So this has taught me to be more careful when deciding to use fake stones.
Fake stones seem to work best in conventional scenes, those that don't have a lot of extreme displacements or surface shear. It's easy to quickly set up several layers of different sizes and avoid overlaps with merge/use highest. Surfaces are easy to shade, displace and randomize. They blend well with the surface and can look very natural. They don't, however, play well with altitude and slope constraints. Individual rocks either get chopped off (fuzzy zone = 0) or fade away (fuzzy zone > 0), and neither looks very good. Sometimes it can be a challenge to achieve perfect texture/displacement alignment. Sometimes the shapes can get pretty funky.
Populations of imported rock populations are harder to set up and blend with the surface. Unless they are very high-poly, force displacement is needed to avoid smooth silhouettes. When combining several layers collisions are inevitable (unless you are also very careful with masking). But individual rocks are either placed, or not. So they work well with constraints and PF masks. Errant instances can be moved or edited out. Aligning textures isn't even a consideration. Worldspaced shading nodes can be added to each stone's internal network to unify larger patterns across populations. And they render very quickly.
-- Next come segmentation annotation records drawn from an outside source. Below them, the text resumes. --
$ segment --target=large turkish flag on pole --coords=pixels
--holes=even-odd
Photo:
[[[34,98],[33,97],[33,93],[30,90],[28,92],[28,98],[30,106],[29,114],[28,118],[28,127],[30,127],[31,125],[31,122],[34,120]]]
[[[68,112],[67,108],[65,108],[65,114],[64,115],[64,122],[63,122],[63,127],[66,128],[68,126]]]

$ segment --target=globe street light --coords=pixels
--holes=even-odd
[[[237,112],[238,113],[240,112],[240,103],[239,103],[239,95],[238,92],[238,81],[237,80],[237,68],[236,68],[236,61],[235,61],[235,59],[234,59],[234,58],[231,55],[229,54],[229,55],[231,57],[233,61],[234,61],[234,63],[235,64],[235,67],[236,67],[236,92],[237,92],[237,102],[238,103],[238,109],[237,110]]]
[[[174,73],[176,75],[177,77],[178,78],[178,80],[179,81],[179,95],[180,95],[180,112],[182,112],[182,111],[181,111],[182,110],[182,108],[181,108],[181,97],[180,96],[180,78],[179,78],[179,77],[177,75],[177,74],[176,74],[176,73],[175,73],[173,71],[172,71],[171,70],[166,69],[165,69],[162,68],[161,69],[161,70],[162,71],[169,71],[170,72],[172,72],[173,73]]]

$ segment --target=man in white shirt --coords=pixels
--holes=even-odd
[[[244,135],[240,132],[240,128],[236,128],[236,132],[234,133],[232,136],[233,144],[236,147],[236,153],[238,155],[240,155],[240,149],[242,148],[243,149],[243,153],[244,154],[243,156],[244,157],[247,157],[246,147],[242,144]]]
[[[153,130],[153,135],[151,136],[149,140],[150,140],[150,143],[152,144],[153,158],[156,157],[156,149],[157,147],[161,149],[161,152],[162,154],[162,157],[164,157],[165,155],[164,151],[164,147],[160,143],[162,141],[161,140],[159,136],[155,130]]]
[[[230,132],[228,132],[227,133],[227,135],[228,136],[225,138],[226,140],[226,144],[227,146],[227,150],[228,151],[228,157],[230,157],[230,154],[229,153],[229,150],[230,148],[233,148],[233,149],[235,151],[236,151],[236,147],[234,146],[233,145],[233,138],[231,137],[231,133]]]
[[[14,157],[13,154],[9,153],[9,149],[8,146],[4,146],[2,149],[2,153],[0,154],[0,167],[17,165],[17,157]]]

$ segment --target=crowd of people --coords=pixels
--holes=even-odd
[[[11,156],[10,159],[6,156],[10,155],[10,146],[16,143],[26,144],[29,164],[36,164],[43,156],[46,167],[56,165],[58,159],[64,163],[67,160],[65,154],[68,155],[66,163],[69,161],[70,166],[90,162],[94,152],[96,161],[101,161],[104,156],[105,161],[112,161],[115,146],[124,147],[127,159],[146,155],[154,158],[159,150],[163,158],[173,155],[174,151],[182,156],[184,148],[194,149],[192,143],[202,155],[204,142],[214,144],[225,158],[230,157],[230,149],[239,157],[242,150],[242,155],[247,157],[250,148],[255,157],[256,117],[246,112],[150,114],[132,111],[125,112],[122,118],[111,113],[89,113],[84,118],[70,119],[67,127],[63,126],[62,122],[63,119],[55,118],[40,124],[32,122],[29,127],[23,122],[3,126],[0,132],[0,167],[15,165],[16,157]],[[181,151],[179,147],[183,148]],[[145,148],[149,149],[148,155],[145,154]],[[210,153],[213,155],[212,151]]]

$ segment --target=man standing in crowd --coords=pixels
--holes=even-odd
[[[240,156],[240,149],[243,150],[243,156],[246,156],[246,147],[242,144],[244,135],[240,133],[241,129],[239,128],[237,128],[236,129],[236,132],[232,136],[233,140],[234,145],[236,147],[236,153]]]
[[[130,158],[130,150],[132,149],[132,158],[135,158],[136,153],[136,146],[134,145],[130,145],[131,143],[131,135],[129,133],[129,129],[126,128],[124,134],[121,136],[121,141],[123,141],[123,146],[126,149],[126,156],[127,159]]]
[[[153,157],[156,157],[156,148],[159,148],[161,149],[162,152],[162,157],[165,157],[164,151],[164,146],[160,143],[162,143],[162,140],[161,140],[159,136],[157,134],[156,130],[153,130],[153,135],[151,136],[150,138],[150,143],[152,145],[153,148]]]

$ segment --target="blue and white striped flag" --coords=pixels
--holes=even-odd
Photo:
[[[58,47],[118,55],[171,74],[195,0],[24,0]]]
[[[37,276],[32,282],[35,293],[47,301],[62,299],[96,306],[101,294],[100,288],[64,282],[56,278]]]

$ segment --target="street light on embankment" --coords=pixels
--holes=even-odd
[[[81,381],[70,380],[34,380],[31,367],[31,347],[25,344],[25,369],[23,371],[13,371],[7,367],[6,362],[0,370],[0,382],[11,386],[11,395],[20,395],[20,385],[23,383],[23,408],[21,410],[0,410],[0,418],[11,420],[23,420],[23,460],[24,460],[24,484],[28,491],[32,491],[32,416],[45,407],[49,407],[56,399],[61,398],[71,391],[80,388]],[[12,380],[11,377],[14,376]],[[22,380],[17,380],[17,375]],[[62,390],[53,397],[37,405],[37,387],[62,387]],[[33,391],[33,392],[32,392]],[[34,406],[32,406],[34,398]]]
Populations of the native rock object are another category. I haven't had much luck with these. In looking through the forum the consensus seems to be that this is a legacy feature that is best avoided.
QuoteIf you need the better/finer displacements of fake stones, you could restrict them to front, and use pops further back.
Good idea.
QuoteYou can use mesh displacer on imported objects, like a sphere for a rock pop that's more detailed.
Yes, maybe do this for closeup objects.